The Department of Finance assured the public that the government has sufficient funds to support relief and rehabilitation efforts in areas affected by Typhoon Kristine.
“Rest assured, we have adequate funds in the National Treasury to quickly deliver more critical services and fund post-disaster emergency response, recovery, and reconstruction efforts,” Finance Secretary Ralph Recto said over the weekend.
Recto said the government is doing its best to raise revenues and help communities recover from the impact of the typhoon.
“Together, we will quickly rebuild and regain what we have lost. And to prevent damage moving forward, we will further strengthen the capacity of our LGUs to improve their respective disaster preparedness and response efforts,” he said.
Under the General Appropriations Act (GAA) Act of 2024, the national government has funds available under the National Disaster Risk Reduction and Management Fund (NDRRMF) and the Quick Response Fund (QRF) to provide various disaster relief operations.
These funds are meant for the reconstruction, rehabilitation or repair of damaged roads, bridges and buildings, after every calamity.
The funds will also be used to deliver the immediate needs of affected communities through the provision of food packs, first aid and medicines, temporary shelters, emergency needs and other necessities.
The DOF said among the additional funds that the government could readily tap are unprogrammed funds; the $500-million standby credit line, a Rapid Response Option (RRO) facility and several contingent emergency response components from the World Bank; and a post-disaster standby financing from Japan.
These funds will be immediately withdrawn and released once the national government decides to access them.
As part of the country’s Disaster Risk Finance strategy, the Bureau of the Treasury (BTr) is also ready to file a claim under the National Indemnity Insurance Program (NIIP) for the repair and rehabilitation of public schools damaged by Typhoon Kristine.
The DOF said it would continue to capacitate LGUs’ disaster preparedness and response efforts as well as climate adaptation initiatives through the People’s Survival Fund (PSF).
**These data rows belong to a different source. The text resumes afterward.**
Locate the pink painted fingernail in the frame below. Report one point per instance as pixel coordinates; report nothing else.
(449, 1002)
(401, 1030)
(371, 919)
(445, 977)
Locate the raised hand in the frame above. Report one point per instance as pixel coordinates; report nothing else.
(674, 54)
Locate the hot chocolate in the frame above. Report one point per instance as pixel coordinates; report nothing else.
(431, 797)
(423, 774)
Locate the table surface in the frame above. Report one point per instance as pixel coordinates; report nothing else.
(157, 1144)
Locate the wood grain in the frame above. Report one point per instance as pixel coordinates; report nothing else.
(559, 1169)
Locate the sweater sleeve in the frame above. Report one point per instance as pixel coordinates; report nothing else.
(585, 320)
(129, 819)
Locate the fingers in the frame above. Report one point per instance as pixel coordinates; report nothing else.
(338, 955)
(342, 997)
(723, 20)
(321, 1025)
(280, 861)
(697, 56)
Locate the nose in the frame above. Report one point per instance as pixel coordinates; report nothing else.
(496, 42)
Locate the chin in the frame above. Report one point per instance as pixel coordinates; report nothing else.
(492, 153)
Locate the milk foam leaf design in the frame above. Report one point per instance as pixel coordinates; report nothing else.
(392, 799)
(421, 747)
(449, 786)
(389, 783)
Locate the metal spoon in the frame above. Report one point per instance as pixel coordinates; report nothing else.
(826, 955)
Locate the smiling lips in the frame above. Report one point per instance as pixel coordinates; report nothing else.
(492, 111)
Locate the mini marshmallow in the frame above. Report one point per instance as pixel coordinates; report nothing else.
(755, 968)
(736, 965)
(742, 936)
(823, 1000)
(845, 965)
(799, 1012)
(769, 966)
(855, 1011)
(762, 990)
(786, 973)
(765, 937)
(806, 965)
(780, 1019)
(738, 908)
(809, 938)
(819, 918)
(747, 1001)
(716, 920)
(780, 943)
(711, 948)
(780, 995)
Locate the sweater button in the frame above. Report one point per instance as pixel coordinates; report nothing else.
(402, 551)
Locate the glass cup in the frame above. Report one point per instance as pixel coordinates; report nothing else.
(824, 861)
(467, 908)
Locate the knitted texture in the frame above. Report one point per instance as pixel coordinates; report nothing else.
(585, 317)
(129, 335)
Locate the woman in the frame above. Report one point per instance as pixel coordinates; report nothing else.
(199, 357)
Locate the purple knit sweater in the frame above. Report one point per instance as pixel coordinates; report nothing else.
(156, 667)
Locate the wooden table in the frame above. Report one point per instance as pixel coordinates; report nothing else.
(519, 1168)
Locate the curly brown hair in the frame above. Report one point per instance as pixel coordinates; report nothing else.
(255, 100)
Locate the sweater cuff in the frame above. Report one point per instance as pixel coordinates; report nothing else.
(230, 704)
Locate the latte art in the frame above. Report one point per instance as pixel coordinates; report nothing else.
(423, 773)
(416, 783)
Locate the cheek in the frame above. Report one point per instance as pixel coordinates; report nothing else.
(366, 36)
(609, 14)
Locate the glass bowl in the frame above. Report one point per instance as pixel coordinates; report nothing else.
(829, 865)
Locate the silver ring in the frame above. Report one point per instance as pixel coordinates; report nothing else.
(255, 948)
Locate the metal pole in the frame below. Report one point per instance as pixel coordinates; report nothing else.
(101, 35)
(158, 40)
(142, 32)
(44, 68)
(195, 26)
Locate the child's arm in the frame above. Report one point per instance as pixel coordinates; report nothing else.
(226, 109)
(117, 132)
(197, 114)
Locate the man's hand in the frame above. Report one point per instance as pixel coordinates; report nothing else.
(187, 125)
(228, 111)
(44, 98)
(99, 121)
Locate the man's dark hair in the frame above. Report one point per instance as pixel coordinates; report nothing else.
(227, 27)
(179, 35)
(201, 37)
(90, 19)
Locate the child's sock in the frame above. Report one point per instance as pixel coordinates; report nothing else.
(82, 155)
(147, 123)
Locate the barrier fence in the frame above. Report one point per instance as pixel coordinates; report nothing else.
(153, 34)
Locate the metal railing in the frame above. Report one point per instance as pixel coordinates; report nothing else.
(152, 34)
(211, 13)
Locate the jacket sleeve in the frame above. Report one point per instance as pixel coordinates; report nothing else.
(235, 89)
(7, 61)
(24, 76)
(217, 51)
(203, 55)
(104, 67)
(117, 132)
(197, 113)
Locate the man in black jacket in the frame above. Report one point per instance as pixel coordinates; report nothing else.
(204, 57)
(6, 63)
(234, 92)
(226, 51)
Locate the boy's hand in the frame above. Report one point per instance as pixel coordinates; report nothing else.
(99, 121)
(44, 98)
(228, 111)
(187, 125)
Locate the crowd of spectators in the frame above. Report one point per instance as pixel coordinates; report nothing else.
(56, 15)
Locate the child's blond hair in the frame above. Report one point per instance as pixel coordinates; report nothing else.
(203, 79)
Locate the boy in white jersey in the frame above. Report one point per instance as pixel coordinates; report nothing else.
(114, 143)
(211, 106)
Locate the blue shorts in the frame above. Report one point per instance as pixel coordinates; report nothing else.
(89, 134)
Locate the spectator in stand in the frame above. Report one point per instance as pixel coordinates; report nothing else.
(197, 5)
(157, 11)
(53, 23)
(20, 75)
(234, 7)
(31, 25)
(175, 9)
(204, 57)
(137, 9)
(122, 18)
Through the Bureau of Local Government Finance (BLGF), it will also push for more micro-insurance coverage for the vulnerable populations of the LGUs in the corridor of natural calamities year in and year out.
Meanwhile, The Bureau of Internal Revenue (BIR) said it extended the deadline until Oct. 31, 2024 for the payments and submission of other reportorial requirements in selected regional district offices (RDOs) to support taxpayers severely affected by the typhoon.
The Bureau of Customs (BOC) is also in the process of assessing its inventory of forfeited goods, food and agricultural products that are safe for donation to typhoon victims.
The Social Security System (SSS) and the Government Service Insurance System (GSIS) are extending financial assistance to typhoon-stricken Filipinos through their calamity and emergency loans.
The Land Bank of the Philippines will also facilitate quick access to salary loans for employees of government agencies and private companies with LandBank payrolls.
It will also provide financial support to cooperatives; micro, small, and medium enterprises (MSMEs); corporations, and electric distribution utilities for immediate working capital and disaster recovery.